On 10/29/07, Tim Newsham <newsham@lava.net> wrote:

I would love to have the ability to define binary operator modifiers.
For example:

   f \overline{op} g       = liftM2 op f g
   f \overleftarrow{op} n  = liftM2 op f (return n)
   n \overrightarrow{op} g = liftM2 op (return n) f
   \widehat{f} x           = liftM f x

so that for example you could define functions like:

    (*3) \overline{+} (/2)

and

    3 \overrightarrow{+} \widehat{read} getContents

Obviously you could write this out the long way:

    liftM2 (3+) $ liftM read getContents

or go through the trouble of defining a bunch of binops

    f <+> g = liftM2 (+) f g
    n +>  g = return n <+> g
    f <+  n = f <+> return n
    read' = liftM read

    (*3) <+> (/2)
    3 +> read' getContents

but doing this for more than one or two operators gets tedious
quickly...

Is there any way in Haskell to modify binops in this way and still
be able to use them infix?  If not, has anyone considered supporting
strange syntaxes like this?

I've wanted this at times, too, due to using a lot of J a year or so ago.
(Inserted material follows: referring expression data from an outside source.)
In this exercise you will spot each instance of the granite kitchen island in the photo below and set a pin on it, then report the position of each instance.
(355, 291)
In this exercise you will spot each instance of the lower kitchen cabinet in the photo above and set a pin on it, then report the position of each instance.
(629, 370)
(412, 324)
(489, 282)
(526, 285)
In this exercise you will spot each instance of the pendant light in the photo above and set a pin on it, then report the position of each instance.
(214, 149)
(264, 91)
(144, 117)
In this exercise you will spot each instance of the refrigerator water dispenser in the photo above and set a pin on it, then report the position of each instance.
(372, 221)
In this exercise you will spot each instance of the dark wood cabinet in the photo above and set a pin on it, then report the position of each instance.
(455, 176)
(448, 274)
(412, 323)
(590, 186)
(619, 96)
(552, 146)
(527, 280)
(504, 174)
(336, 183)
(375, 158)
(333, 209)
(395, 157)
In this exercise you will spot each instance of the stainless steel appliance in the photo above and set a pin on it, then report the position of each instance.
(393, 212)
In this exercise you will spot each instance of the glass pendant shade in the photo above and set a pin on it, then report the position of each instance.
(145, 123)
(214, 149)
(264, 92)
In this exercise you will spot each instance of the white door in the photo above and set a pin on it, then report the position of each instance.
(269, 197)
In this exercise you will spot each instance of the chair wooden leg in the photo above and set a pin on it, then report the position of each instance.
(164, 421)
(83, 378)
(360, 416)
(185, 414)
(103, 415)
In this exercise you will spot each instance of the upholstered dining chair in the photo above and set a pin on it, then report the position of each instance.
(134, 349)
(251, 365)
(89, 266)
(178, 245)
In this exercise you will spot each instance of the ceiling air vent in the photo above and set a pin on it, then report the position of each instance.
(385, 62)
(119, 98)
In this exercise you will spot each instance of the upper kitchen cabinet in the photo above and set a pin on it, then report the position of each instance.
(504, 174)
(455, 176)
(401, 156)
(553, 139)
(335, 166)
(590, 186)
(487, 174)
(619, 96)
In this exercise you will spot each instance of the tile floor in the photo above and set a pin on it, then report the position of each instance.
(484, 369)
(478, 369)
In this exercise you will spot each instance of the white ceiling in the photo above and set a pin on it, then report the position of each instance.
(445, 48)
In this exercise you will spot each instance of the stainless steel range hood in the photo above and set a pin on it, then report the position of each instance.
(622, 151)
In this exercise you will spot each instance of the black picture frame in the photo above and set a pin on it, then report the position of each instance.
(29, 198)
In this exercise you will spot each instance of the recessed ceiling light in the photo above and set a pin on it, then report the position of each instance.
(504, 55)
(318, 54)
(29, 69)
J has some weird parsing/semantics rules so that f g h essentially means liftM2 g f h. For example, avg =. +/ % # is the J equivalent of avg = liftM2 (/) sum length. Anyway, the closest you can get in Haskell is something like this, using the infix expressions of Ken Shan and Dylan Thurston:

import Control.Monad
import Control.Monad.Instances

infixr 0 -:, :-

data Infix f y = f :- y
x -: f :- y = x `f` y

ov op = liftM2 op
ovL op f n = liftM2 op f (return n)
ovR op n f = liftM2 op (return n) f
hat f = liftM f

*Main> :t (*3) -:ov (+):- (/2)
(*3) -:ov (+):- (/2) :: forall a1. (Fractional a1) => a1 -> a1
*Main> ((*3) -:ov (+):- (/2)) 7
24.5
*Main> :t 3 -:ovR (+):- ((hat read) getContents)
3 -:ovR (+):- ((hat read) getContents) :: forall a. (Num a, Read a) => IO a

It works (?), but it's pretty ugly and hardly seems worth it, unfortunately.

-Brent